Masalahnya: Indonesia memiliki banyak sekali pekerja akibat dari bonus demografi. Implikasinya, lapangan kerja secara ideal juga harus naik. Apa yang harus dilakukan pemerintah di tengah fenomena pemutusan hubungan kerja (PHK) dan Seberapa parah gempuran biaya hidup dan ketidakpastian gaji ini mempengaruhi kerentanan pekerja-pekerja gig yang tidak memiliki manfaat kesehatan atau bantuan dalam bentuk apapun? Pekerja gig pada dasarnya hanyalah merupakan pekerjaan ‘sambilan’ atau part-time yang ditujukan untuk menambah upah. Tetapi, sebagai imbas fenomena PHK sebanyak 24.036 orang yang tercatat sejak 1 Januari - 23 April 2025, terdapat perubahan makna dan penormalisasian pekerja gig sebagai pekerjaan utama.
Apakah Sudah Benar-Benar Dilindungi oleh Hukum?

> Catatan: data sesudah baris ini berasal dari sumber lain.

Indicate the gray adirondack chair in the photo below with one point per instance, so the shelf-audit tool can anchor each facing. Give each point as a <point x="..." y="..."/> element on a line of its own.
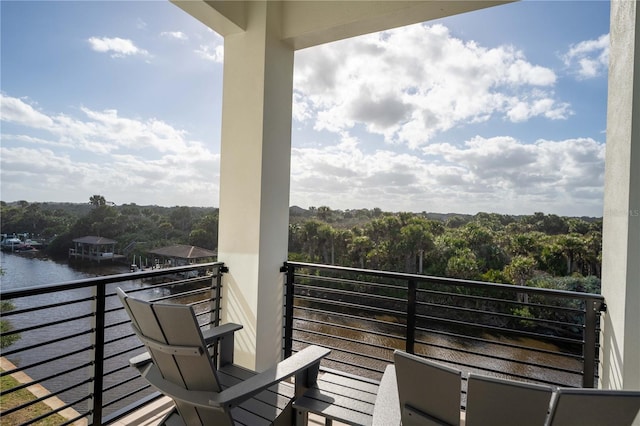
<point x="594" y="407"/>
<point x="178" y="364"/>
<point x="493" y="401"/>
<point x="429" y="393"/>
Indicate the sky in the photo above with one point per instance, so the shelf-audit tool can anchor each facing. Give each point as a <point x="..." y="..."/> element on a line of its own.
<point x="501" y="110"/>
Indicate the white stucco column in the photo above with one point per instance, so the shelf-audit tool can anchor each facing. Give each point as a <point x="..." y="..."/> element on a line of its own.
<point x="254" y="182"/>
<point x="621" y="227"/>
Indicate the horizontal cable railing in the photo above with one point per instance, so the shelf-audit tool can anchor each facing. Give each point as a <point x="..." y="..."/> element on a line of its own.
<point x="534" y="334"/>
<point x="74" y="340"/>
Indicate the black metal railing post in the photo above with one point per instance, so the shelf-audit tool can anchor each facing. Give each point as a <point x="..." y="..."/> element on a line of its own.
<point x="217" y="295"/>
<point x="411" y="316"/>
<point x="98" y="353"/>
<point x="592" y="312"/>
<point x="289" y="270"/>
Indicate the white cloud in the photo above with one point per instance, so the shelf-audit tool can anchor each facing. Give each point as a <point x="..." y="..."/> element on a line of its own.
<point x="118" y="47"/>
<point x="177" y="35"/>
<point x="211" y="53"/>
<point x="590" y="58"/>
<point x="499" y="174"/>
<point x="415" y="82"/>
<point x="14" y="110"/>
<point x="126" y="159"/>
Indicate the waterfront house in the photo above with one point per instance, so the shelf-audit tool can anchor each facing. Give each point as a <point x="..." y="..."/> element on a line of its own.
<point x="93" y="249"/>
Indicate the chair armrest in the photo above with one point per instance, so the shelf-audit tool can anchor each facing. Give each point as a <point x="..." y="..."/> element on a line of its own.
<point x="225" y="335"/>
<point x="220" y="331"/>
<point x="307" y="359"/>
<point x="141" y="360"/>
<point x="386" y="410"/>
<point x="210" y="336"/>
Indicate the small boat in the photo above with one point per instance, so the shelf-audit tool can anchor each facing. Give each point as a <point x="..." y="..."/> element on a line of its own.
<point x="11" y="244"/>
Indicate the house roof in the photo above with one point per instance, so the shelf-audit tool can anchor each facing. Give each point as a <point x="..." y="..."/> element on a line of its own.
<point x="90" y="239"/>
<point x="183" y="252"/>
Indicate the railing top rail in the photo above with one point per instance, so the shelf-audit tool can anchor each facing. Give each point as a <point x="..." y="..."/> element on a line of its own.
<point x="108" y="279"/>
<point x="451" y="281"/>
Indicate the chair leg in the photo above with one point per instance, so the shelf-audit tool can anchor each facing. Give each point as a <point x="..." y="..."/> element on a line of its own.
<point x="302" y="417"/>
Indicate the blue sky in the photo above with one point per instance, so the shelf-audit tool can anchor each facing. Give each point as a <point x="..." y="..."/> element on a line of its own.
<point x="500" y="110"/>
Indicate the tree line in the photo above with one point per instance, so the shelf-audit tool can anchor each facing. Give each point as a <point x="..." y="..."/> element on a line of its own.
<point x="539" y="249"/>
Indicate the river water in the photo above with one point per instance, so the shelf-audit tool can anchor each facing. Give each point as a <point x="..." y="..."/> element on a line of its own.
<point x="21" y="271"/>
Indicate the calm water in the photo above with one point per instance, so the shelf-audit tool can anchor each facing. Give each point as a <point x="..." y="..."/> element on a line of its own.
<point x="26" y="270"/>
<point x="40" y="344"/>
<point x="23" y="271"/>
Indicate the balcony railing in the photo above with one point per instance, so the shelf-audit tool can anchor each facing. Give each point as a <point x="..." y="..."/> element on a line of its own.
<point x="75" y="339"/>
<point x="533" y="334"/>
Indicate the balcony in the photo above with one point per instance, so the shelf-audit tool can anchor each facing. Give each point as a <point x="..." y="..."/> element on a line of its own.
<point x="75" y="340"/>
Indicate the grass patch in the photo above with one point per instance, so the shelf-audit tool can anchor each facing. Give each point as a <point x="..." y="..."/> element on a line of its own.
<point x="20" y="397"/>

Pekerja gig sejatinya tidak diatur dan dilindungi berdasarkan Undang-Undang No. 13 Tahun 2003 tentang Ketenagakerjaan sebagaimana yang telah diubah oleh Undang-Undang No. 6 Tahun 2023 tentang Cipta Kerja sehingga menimbulkan kerentanan akibat ketidakpastian dalam hal pendapatan, masa depan, dan hak-hak pekerja gig. Fenomena tersebut menyebabkan seringkali para pekerja gig melakukan frugal living. Frugal living sendiri dapat diartikan sebagai bagian dari gaya hidup sederhana dan hemat. Hemat di sini adalah kondisi di mana bisa ditekannya pengeluaran sehingga ada sisa pendapatan untuk diprioritaskan pada kebutuhan esensial. Padahal, pekerja gig dituntut untuk bekerja terus menerus dan ketika tidak bekerja, mereka tidak mendapat upah sama sekali meskipun mengalami cedera, sakit, dan aktivitas lain yang membatasi fisiknya. Bahkan, pekerja gig saja tidak dapat memenuhi kebutuhan pokok ketika bekerja penuh waktu, apalagi merencanakan kebutuhan tidak terduga meskipun telah pekerja gig melakukan double job untuk meningkatkan penghasilan.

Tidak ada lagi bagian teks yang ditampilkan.